A Fourier series that does not converge in $L^1$

Question

I'm reading Katznelson's book "Harmonic Analysis" and there is an exercise that I can't solve :

Show that if the sequence $\left\{ N_j \right\} $ tends to infinity fast enough, then the Fourier series of the function $$ f(t)=\sum_{j>0}2^{-j }K_{N_j}$$ does not converge in $L^1(\mathbb{T})$.

$K_{N_j}$ denotes the Féjer Kernel.

In a first time I tried to compute the Fourier coefficients of $f$. If $N_l<n\leq N_{l+1}$ then $\hat{f}(n)=\sum _{j> l}2^{-j}(1-\frac{|n|}{N_j+1})=\hat{f}(-n)$. So I have tried to show that $(S_n(f))$ is not a Cauchy sequence with the $L^1$ norm but I failed to find a good enough lower bound of $\int _{\mathbb{T}}|\sum _{p}^{q}\hat{f}(n) cos(nt)| dt$

Answer 1

Let us give sufficient conditions on the growth rate of $N_l$ for the Fourier series to diverge.

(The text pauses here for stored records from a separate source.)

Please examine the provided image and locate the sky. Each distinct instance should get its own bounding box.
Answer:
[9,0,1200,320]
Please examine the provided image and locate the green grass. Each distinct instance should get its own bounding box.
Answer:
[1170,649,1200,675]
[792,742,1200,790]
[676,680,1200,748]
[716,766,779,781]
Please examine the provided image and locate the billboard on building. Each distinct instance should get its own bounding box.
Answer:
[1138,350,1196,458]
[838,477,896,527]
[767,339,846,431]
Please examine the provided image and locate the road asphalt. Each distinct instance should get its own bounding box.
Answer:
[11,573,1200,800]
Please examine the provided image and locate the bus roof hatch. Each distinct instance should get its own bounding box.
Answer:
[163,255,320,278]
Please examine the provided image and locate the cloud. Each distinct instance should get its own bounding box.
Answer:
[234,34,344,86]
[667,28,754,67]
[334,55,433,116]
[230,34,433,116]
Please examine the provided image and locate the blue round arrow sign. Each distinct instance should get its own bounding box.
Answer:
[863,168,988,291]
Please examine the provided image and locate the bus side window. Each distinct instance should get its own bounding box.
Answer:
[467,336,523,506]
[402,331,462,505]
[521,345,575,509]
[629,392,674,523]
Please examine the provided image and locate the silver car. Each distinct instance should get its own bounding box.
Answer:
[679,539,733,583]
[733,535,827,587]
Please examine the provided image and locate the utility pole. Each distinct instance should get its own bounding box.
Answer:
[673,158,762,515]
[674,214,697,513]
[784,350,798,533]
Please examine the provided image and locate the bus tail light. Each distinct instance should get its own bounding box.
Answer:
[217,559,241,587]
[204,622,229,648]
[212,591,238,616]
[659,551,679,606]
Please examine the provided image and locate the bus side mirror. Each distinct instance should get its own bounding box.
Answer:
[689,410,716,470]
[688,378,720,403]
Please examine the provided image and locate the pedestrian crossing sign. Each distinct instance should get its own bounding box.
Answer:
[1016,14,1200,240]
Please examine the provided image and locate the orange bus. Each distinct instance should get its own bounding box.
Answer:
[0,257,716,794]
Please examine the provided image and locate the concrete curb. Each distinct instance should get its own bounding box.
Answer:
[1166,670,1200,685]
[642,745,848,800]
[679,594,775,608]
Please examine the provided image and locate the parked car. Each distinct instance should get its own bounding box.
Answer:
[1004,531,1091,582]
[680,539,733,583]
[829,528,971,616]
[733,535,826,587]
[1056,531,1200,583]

We consider $p = N_l + 1$ and $q = \frac1M N_{l+1}$. For $p < |n| \leq q$ we have that $$ \hat{f}(n) = \sum_{j > l} 2^{-j}(1 - \frac{|n|}{N_j + 1}) \geq (1 - \frac{1}{M}) \sum_{j > l} 2^{-j} = (1 - \frac{1}M) \cdot 2^{-l}$$ we also have $$ \hat{f}(n) - (1 - \frac1M) \cdot 2^{-l} \leq \frac1M \cdot 2^{-l}.$$

So

$$ \left| \sum_{p}^q \hat{f}(n) \cos(nt)\right| \geq (1 - \frac1M)2^{-l} \left|\sum_{p}^{q} \cos(nt)\right| - \frac{q-p}{M} 2^{-l} = (1 - \frac1M)2^{-l} |D_q(t) - D_p(t)| - \frac{q-p}{M} 2^{-l}.$$

Now you can use the divergence of the Dirichlet kernel (this follows from the fact that the $L^1$ norm of the Dirichlet kernel grows like $\log n$).

1. Given $N_l$, we choose $q$ such that $\| D_{q} - D_{N_{l}+1}\|_{L^1} \geq 2^{l}$.
2. Next we choose $M$ such that $M > 2 (q - N_{l} - 1)$.
3. We choose $N_{l+1} > M q$.
4. repeat with $l \mapsto l+1$.

Then we have

$$ \|S_q(f) - S_p(f)\|_{L^1} \geq \frac12 ( 1 - 2^{-l}) $$

for the $p,q$ associated to each $l$, showing that the Fourier series cannot converge in $L^1$.